Minoritario también, al menos en comparación con el de las propuestas comerciales de la época puesto que siempre fue una película distribuida en los circuitos de versión original o de arte y ensayo, el éxito de More no se hizo esperar. Además de estar protagonizada por miss Farmer y musicalizada por Pink Floyd, era una película muy buena. Infinitamente mejor que Easy Rider (Dennis Hopper, 1969) —imposible referirse a ella por su ridículo título español de Buscando mi destino—, cinta sobrevalorada cinematográficamente por su innegable valor testimonial de la contestación juvenil estadounidense y su magnífica banda sonora.
No hay duda de que fue entonces cuando nuestra actriz se ganó a sus primeros adoradores. Contaba entre ellos el guionista Vicenio Cerami —con el tiempo llegaría a serlo de La vida es bella (1997) y otras películas de Roberto Benigni— quien tras conocer a Mimsy durante un viaje de la actriz a Italia, contrajo matrimonio con ella. A la larga, Cerami también fue la causa de que la antigua Estelle fuera una de las musas del giallo. Ya afincada en Roma, cultivó el género por primera vez de la mano de uno de sus más genuinos representantes, Dario Argento, en Cuatro moscas sobre terciopelo gris (1971). Después llegó Il profumo della signora in nero (Franceso Barilli, 1974). Una y otra fueron sus dos principales contribuciones al género.

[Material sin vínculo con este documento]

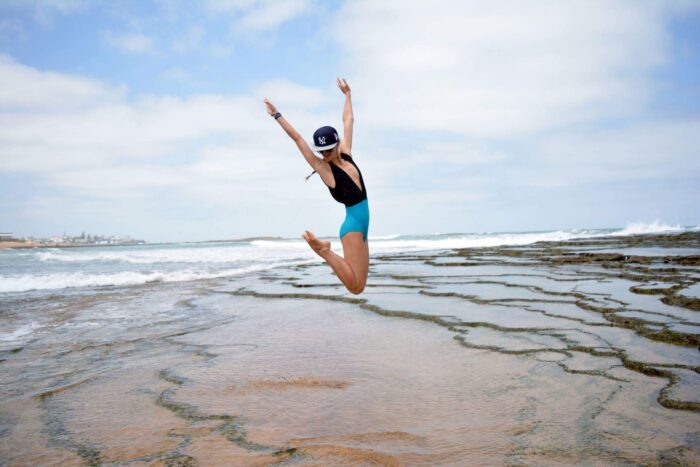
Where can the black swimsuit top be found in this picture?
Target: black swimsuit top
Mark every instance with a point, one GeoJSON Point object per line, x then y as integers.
{"type": "Point", "coordinates": [346, 190]}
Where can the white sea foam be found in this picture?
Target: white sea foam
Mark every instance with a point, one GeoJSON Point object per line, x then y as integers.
{"type": "Point", "coordinates": [56, 268]}
{"type": "Point", "coordinates": [18, 333]}
{"type": "Point", "coordinates": [25, 283]}
{"type": "Point", "coordinates": [641, 228]}
{"type": "Point", "coordinates": [202, 254]}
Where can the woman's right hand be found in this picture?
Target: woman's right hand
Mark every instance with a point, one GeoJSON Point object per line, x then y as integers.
{"type": "Point", "coordinates": [271, 109]}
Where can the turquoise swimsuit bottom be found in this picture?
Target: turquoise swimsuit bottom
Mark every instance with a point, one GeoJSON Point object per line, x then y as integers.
{"type": "Point", "coordinates": [354, 198]}
{"type": "Point", "coordinates": [356, 219]}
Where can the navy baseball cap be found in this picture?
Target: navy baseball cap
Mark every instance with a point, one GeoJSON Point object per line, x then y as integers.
{"type": "Point", "coordinates": [325, 138]}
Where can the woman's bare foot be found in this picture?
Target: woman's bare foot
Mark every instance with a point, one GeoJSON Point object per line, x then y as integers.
{"type": "Point", "coordinates": [321, 247]}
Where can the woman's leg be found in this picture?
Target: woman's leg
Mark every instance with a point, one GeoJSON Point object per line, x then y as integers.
{"type": "Point", "coordinates": [352, 268]}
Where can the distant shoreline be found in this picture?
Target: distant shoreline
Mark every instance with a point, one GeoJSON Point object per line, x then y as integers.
{"type": "Point", "coordinates": [20, 244]}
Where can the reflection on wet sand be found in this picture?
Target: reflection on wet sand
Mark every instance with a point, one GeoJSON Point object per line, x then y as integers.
{"type": "Point", "coordinates": [558, 353]}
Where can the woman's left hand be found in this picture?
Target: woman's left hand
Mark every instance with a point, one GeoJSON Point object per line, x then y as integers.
{"type": "Point", "coordinates": [271, 109]}
{"type": "Point", "coordinates": [343, 86]}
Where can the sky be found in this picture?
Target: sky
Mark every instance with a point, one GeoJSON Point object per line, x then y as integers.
{"type": "Point", "coordinates": [146, 118]}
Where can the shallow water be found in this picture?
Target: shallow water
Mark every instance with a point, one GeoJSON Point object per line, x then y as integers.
{"type": "Point", "coordinates": [533, 362]}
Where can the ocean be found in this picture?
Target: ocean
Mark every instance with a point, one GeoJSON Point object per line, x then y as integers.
{"type": "Point", "coordinates": [101, 266]}
{"type": "Point", "coordinates": [530, 348]}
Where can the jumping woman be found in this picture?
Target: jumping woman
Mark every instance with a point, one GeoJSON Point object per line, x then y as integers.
{"type": "Point", "coordinates": [344, 180]}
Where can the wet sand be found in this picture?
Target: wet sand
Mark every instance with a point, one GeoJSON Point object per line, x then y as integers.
{"type": "Point", "coordinates": [548, 354]}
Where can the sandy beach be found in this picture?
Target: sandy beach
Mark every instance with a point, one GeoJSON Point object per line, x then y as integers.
{"type": "Point", "coordinates": [577, 352]}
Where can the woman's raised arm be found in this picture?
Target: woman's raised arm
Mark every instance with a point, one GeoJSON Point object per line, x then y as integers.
{"type": "Point", "coordinates": [304, 148]}
{"type": "Point", "coordinates": [348, 118]}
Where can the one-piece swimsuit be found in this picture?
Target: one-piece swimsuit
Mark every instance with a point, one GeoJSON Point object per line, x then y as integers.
{"type": "Point", "coordinates": [353, 197]}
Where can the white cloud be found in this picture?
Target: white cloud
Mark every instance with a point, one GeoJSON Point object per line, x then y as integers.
{"type": "Point", "coordinates": [270, 14]}
{"type": "Point", "coordinates": [12, 30]}
{"type": "Point", "coordinates": [644, 151]}
{"type": "Point", "coordinates": [95, 142]}
{"type": "Point", "coordinates": [23, 88]}
{"type": "Point", "coordinates": [499, 68]}
{"type": "Point", "coordinates": [189, 40]}
{"type": "Point", "coordinates": [131, 42]}
{"type": "Point", "coordinates": [256, 16]}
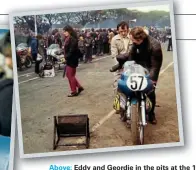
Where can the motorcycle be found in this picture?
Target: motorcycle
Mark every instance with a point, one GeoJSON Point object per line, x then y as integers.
{"type": "Point", "coordinates": [23, 57]}
{"type": "Point", "coordinates": [131, 99]}
{"type": "Point", "coordinates": [55, 55]}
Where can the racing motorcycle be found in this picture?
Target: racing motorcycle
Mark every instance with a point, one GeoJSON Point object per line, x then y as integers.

Prolongada hasta 1991, en la filmografía de Mimsy Farmer no faltan clásicos del cine europeo: Dos hombres en la ciudad (José Giovanni, 1973), Allonsanfàn (Paolo y Vittorio Tavani, 1974), Adiós al macho (Marco Ferreri, 1978), La muerte de Mario Ricci (Claude Goretta, 1983)… pero yo me quedo con la Estelle de More.
Y eso fue todo. El papel que habría de convertir a una actriz tan seductora y sugerente como ella en una estrella no llegó. Es muy probable que la propia Mimsy no lo quisiera. Retirada de la interpretación desde comienzos de los años 90, ahora se dedica a la pintura. Pero Estelle en More, no ya Mimsy Farmer, permanece incólume con su belleza entre letal e ingenua.